Thursday, Jan. 11, 2007

Milestones

By Harriet Barovick, Clayton Neuman, Elisabeth Salemme

ELECTED. Cal Ripken Jr., 46, "Iron Man" of the Baltimore Orioles who played in a record 2,632 consecutive games; and Tony Gwynn, 46, a 15-time All- Star with the San Diego Padres; to baseball's Hall of Fame; by the Baseball Writers' Association of America. Voters overwhelmingly rejected nominee Mark McGwire, who slugged 583 career homers and was the first man to hit 70 in a single season, but has refused to address persistent allegations of steroid use.

RESIGNED. Stanislaw Wielgus, 67, recently appointed Archbishop of Warsaw; in the wake of disclosures that he collaborated with the Sluzba Bezpieczenstwa, Poland's communist-era secret police; at a ceremony intended to mark his elevation; in Warsaw. Other clergy in the Polish church, a key backer of the pro-democracy Solidarity movement, have been linked to the S.B., but Wielgus' connection is especially painful in Warsaw, where in 1984 the S.B. infamously murdered Jerzy Popieluszko, a highly popular, anticommunist priest. With the publication of documents suggesting Wielgus had informed on clerics for years, the prelate, who maintained he never spied, conceded his "entanglement" had "damaged the church."

DIED. Iwao Takamoto, 81, Japanese-American animator who created the canine cartoon sleuth Scooby-Doo; in Los Angeles. Interned with his family in California during World War II, Takamoto first learned illustration from his fellow detainees. After the war, he apprenticed at Walt Disney Studios, where he worked on films that included Cinderella and Peter Pan. In 1961 he joined Hanna-Barbera, where he designed characters for Scooby-Doo (whose name Takamoto took from a scat line in the Frank Sinatra song Strangers in the Night) as well as for TV cartoons, including The Flintstones and The Jetsons.

DIED. Ruthanna Boris, 88, wry dancer-choreographer who in the '40s became the first American ballerina to earn top billing with the vaunted Ballet Russe; in El Cerrito, Calif. Famous for her versatility--she shone equally in Swan Lake and Frankie and Johnny--she directed pieces like 1947's Cirque de Deux, a spoof that likened ballet dancers to circus performers.

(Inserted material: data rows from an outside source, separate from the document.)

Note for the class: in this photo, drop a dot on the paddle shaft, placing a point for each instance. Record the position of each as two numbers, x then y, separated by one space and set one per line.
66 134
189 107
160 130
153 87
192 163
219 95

DIED. Vincent Sardi Jr., 91, savvy owner since 1947 of Sardi's, the popular New York City theater- district restaurant; in Berlin, Vt. Known as the Mayor of Broadway, he made the eatery a hospitable, clubby home not just for Broadway directors and stars,whose caricatures adorned the walls, but also for struggling actors, whom Sardi often seated near producers looking to cast shows.

DIED. Carlo Ponti, 94, producer of more than 100 movies, including the Academy Award--winning La Strada and 1965's Doctor Zhivago, and the husband of actress Sophia Loren; in Geneva. Though trained as a lawyer, the movieman clashed several times with the law in his native Italy, most famously when he tried to wed Loren, whom he had met when she was a teenage beauty contestant. The couple first attempted their marriage in 1957, but the bond was annulled because Ponti had previously been married, and divorce was not yet legal in Italy. The two successfully wed in Paris in 1966.

DIED. Momofuku Ando, 96, Japanese food executive who invented instant noodles, now a dietary staple of college students worldwide and a multibillion-dollar industry that sold 85 million packages in 2005; in Osaka. Ando was inspired to create the product--considered by many to be the country's best invention--by the long lines of people waiting to buy black-market ramen in postwar Japan. He introduced chicken ramen in 1958 and later the wildly popular Cup Noodles. Of his success he said, "Peace prevails when food suffices."